Marc Bell Scholarship in Environmental Studies

Marc Bell has had a long association with Environmental Studies at the University of Victoria. He was born in 1935 and schooled in Victoria, then obtained two degrees in forestry: BSF from University of British Columbia (1957) and MF from Yale (1958). He returned to UBC to complete his PhD in Forest Ecology (1966) as a student of the famed forest ecologistProf. Dr. Vladimir J. Krajina. Marc joined the Department of Biology of UVic as a faculty member in the early 1960s. He founded the Department’s Herbarium at that time and taught a range of courses in botany and plant ecology.

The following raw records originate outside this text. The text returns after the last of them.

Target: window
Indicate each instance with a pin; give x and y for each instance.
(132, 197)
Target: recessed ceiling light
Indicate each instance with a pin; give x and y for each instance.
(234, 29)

A popular and much-loved teacher, he inspired many students over the years. His research focused on vegetation ecology, mine reclamation, ocean pollution, and environmental governance and decision-making. In 1968 he taught an initial environmental studies course through the Department of Biology, bringing in notable speakers including zoologist Marston Bates, well-known author of “The Forest and the Sea.” Marc was one of the founding professors of the interdisciplinary Environmental Studies Program at UVic, and in 1970 – the year that Earth Day was initiated – Marc taught the University’s first Environmental Studies course: ES 300. (Today, the ES program, now the School of Environmental Studies, is still broadly interdisciplinary as it was first conceived. It embraces “a full range of learning opportunities spanning natural and social sciences, humanities and traditional ecological knowledge,” with over a dozen full time faculty, and a full graduate program.) Many of Marc’s undergraduate and graduate students went on to undertake important work in a range of environmental fields.

He retired from UVic in 1991, but as Associate Professor Emeritus he has continued to teach and motivate countless people in environmental studies, environmental protection, ecology and natural history through UVic Elderhostel and Continuing Education courses. Marc established this scholarship to support students financially while completing their studies in Environmental Studies.